Shares of Michaels Companies (NASDAQ:MIK), the arts-and-crafts retailer, were gaining for the second day in a row today, this time lifted by the May employment report that smashed expectations and showed that economic recovery appears to be happening faster than expected.
Today's jump follows gains yesterday that came after the company delivered its first-quarter earnings report.
As of 2:04 p.m. EDT, the stock was up 12.4%, while the S&P 500 had jumped 3%.
Brick-and-mortar retail stocks broadly jumped today as the news was interpreted favorably for the hard-hit sector. According to the Bureau of Labor Statistics, the unemployment rate fell from 14.7% in April to 13.3% in May and the economy added 2.5 million jobs last month, well ahead of economists' expectations that the jobless rate would jump to 19.5%. An accelerated recovery could help boost struggling retailers as they need customer traffic to return to stores now that they are back open.
Michaels' first-quarter earnings report showed the impact of the shutdowns. Comparable sales fell 27.6%, and the company posted an adjusted operating loss of $60.7 million. In the face of store closures, the company introduced new omnichannel capabilities like curbside pickup and same-day delivery, which helped drive e-commerce sales up 296%.
The stock initially fell Thursday morning in pre-market trading after the earnings report came out, but gained after CEO Ashley Buchanan said on the earnings call that comparable sales were up 11% at stores that had reopened. Michaels stock finished up 9% yesterday.
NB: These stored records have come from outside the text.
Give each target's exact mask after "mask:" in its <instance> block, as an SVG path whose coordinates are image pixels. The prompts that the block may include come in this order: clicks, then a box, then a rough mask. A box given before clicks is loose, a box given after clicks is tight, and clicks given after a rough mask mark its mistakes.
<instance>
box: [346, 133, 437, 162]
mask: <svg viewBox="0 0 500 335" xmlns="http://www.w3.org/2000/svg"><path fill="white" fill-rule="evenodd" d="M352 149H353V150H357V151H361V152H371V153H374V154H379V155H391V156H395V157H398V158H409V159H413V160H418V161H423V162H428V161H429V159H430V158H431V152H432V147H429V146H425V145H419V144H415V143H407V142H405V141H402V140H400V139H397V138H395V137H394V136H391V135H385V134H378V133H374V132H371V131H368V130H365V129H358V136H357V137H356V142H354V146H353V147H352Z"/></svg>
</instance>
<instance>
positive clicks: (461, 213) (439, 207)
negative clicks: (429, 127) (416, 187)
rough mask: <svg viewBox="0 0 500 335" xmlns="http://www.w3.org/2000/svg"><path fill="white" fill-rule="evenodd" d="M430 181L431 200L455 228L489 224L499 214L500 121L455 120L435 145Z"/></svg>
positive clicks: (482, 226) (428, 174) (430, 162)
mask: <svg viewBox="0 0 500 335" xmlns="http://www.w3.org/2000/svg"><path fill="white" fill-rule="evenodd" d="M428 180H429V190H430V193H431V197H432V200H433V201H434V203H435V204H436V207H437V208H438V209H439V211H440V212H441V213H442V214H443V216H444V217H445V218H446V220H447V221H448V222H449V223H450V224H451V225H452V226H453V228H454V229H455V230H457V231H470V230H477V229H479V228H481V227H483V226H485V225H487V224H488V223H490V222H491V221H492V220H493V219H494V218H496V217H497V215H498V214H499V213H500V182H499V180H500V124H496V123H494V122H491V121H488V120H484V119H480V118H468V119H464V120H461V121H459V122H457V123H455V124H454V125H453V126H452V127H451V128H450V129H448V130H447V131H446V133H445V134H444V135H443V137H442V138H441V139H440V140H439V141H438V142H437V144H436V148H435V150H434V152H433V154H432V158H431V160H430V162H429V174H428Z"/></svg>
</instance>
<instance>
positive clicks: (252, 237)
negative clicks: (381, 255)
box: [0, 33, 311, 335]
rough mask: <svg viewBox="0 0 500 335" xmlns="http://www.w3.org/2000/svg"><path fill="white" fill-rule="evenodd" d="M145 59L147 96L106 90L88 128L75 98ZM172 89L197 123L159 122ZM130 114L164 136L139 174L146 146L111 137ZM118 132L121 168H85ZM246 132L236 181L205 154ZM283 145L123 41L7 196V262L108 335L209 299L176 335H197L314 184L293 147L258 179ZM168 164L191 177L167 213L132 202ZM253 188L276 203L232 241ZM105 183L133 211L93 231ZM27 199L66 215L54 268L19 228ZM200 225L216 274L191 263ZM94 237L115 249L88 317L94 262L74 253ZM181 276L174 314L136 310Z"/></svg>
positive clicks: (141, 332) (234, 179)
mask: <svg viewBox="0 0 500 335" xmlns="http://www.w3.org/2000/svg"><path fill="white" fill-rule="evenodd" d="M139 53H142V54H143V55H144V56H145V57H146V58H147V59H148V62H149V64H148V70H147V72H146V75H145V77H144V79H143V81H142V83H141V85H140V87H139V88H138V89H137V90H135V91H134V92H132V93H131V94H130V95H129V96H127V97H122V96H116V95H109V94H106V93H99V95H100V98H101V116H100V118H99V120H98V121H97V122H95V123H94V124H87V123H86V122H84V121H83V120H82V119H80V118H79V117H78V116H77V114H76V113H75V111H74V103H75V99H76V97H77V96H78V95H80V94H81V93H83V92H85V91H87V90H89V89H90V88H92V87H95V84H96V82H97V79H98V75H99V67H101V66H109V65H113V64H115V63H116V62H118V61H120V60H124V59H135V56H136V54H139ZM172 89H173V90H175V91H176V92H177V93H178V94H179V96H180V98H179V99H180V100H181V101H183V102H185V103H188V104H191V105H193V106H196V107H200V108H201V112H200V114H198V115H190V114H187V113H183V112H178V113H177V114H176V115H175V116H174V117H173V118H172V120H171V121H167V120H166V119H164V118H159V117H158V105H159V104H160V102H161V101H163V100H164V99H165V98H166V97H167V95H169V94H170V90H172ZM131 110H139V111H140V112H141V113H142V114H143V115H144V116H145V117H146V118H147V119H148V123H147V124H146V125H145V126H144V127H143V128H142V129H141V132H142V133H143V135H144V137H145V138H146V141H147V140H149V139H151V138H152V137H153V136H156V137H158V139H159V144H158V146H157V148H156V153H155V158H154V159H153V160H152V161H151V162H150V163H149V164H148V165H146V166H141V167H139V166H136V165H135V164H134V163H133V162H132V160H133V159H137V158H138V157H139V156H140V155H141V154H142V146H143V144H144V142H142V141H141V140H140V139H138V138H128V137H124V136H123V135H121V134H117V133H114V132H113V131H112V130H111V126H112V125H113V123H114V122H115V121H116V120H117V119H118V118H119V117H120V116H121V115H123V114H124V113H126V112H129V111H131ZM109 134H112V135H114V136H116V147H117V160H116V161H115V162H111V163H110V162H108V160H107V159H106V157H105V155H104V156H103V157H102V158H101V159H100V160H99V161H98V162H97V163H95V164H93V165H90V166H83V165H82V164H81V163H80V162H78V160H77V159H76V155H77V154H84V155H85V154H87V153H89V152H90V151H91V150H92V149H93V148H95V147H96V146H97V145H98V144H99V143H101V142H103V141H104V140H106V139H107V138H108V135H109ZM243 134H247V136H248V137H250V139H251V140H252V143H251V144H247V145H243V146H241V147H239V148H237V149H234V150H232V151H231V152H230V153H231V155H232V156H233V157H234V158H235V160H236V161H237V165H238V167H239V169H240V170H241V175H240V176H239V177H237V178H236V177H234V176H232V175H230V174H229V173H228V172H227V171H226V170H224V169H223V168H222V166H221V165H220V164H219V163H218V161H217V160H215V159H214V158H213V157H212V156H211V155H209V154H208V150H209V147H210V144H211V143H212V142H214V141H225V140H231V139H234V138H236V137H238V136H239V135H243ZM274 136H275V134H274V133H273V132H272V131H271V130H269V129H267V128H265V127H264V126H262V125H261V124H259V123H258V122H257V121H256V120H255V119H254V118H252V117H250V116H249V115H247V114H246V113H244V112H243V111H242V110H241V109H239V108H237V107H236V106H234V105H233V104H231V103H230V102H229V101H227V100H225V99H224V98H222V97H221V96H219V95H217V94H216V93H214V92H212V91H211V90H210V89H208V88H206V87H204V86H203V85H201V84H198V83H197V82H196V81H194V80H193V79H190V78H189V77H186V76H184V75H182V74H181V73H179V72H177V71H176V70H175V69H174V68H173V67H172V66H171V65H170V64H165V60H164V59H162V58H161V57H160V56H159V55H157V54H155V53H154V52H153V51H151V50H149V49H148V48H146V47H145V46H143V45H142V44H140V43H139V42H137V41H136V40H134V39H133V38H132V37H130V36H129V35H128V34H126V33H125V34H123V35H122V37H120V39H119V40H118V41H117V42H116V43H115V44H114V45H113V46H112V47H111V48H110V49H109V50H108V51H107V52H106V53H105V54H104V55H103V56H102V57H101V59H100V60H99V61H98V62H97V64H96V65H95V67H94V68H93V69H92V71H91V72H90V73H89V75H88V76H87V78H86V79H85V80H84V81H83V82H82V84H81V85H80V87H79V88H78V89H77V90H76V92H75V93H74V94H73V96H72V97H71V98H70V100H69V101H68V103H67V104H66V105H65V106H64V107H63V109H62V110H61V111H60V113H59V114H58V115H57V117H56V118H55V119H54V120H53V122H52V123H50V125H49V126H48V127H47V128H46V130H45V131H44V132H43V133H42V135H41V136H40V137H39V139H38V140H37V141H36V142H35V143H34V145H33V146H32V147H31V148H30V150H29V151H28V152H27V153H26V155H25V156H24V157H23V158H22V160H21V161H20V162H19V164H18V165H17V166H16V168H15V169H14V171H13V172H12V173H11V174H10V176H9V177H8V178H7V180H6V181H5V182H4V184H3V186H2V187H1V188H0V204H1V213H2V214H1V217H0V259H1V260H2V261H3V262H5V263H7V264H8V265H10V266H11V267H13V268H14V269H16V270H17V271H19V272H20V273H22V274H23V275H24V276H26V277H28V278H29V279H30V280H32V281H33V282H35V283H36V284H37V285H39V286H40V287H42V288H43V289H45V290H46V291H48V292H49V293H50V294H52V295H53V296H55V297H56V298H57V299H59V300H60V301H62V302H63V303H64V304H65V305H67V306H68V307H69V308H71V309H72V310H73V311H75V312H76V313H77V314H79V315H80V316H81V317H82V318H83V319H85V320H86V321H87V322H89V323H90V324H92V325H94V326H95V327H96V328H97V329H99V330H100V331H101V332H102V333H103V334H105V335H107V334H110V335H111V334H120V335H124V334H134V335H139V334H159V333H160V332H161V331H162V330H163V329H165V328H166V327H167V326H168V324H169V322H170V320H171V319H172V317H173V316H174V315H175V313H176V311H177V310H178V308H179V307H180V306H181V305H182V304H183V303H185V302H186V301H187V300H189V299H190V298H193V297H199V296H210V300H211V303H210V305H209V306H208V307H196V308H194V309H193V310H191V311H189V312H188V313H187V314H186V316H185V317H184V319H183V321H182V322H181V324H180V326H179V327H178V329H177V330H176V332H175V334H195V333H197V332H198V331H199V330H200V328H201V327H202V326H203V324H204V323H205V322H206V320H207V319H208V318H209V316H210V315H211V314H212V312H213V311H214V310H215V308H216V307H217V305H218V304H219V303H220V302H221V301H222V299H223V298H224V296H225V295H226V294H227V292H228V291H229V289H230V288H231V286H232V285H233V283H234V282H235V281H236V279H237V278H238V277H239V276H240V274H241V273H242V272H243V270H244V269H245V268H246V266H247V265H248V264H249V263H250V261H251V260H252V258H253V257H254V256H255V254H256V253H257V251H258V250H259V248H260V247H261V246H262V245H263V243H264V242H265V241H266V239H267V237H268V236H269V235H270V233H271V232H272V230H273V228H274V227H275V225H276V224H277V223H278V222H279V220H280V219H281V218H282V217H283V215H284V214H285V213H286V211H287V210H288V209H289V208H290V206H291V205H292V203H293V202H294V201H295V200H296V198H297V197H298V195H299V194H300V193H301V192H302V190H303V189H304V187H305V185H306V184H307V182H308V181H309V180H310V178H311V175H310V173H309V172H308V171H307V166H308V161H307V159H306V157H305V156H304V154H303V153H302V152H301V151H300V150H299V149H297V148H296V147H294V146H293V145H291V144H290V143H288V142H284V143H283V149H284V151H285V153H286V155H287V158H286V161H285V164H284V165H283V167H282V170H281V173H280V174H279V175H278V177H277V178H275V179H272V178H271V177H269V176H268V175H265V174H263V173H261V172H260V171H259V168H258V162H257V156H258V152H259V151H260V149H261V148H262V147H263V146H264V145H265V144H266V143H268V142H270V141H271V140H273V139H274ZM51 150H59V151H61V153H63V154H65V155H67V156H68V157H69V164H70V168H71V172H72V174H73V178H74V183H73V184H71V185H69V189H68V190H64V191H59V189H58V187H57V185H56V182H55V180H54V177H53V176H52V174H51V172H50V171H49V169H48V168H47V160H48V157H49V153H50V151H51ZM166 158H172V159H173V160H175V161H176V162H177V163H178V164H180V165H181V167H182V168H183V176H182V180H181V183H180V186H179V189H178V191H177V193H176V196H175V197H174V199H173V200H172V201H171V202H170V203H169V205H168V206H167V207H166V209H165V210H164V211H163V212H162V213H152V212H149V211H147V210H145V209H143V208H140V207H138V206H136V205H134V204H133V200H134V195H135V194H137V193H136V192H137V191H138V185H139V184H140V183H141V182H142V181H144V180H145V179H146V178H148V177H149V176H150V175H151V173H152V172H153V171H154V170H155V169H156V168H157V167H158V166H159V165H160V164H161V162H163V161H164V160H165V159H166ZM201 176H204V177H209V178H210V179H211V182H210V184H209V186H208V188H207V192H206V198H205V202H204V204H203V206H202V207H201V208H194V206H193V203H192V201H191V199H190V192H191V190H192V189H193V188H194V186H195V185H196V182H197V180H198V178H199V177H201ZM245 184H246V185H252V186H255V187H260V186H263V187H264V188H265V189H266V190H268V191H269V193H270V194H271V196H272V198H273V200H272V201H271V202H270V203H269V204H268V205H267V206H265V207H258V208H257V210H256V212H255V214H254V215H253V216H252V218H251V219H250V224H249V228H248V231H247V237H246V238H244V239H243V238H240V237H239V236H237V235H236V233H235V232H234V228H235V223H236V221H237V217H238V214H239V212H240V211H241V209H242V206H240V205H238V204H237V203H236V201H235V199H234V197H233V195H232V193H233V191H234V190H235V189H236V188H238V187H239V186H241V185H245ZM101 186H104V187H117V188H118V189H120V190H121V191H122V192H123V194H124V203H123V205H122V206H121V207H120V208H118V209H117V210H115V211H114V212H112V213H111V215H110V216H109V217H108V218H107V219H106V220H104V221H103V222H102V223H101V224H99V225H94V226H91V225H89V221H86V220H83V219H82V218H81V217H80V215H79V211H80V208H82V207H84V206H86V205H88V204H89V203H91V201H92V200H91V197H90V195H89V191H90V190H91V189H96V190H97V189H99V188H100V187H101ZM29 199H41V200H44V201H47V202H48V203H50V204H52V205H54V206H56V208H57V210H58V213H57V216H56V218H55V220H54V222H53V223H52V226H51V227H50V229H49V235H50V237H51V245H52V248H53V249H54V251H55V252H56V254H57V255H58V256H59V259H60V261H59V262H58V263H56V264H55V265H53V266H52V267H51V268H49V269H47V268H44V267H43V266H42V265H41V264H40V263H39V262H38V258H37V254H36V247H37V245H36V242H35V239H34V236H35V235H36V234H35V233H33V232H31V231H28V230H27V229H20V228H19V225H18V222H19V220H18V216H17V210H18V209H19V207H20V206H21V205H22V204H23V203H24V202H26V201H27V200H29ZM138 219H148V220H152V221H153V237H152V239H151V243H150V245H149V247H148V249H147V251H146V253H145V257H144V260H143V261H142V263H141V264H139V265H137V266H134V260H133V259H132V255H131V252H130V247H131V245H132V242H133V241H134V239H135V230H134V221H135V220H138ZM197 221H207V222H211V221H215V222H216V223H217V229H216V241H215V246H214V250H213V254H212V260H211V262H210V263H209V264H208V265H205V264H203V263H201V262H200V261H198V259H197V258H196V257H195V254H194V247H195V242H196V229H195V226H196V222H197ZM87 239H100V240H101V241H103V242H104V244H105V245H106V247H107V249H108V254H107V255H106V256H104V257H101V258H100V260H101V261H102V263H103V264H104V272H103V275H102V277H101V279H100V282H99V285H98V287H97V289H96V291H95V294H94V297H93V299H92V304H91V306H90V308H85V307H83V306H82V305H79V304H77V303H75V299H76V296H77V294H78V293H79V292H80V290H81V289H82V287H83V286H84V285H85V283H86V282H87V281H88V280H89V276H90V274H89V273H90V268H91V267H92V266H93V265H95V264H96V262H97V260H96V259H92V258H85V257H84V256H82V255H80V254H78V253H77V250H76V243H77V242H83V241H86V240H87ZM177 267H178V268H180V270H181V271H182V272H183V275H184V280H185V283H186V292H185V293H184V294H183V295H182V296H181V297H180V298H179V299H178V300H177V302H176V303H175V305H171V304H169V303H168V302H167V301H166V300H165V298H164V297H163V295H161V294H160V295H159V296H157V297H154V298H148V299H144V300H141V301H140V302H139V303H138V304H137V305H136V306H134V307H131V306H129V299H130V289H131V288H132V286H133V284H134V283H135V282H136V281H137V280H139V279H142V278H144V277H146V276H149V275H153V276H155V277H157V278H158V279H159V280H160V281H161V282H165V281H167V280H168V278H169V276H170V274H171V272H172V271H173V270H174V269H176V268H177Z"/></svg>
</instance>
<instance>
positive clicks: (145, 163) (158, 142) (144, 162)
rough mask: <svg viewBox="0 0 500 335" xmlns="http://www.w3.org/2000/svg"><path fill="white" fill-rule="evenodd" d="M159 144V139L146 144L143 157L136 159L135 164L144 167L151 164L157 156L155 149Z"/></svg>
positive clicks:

Michaels said that about 1,000 of its 1,273 stores had reopened as of June 4, and it expects nearly all of its locations to be open by the end of the month. Buchanan noted that the sales jump could be due to stimulus checks and "craft pantry loading," but Michaels seems well positioned for the social distancing era as its merchandise is meant for arts-and-crafts hobbies that are often done at home. The company was solidly profitable before the pandemic, and the stock has now recouped all of its losses during the crisis. That means the company may have to show actual year-over-year growth later in the year to justify further stock gains.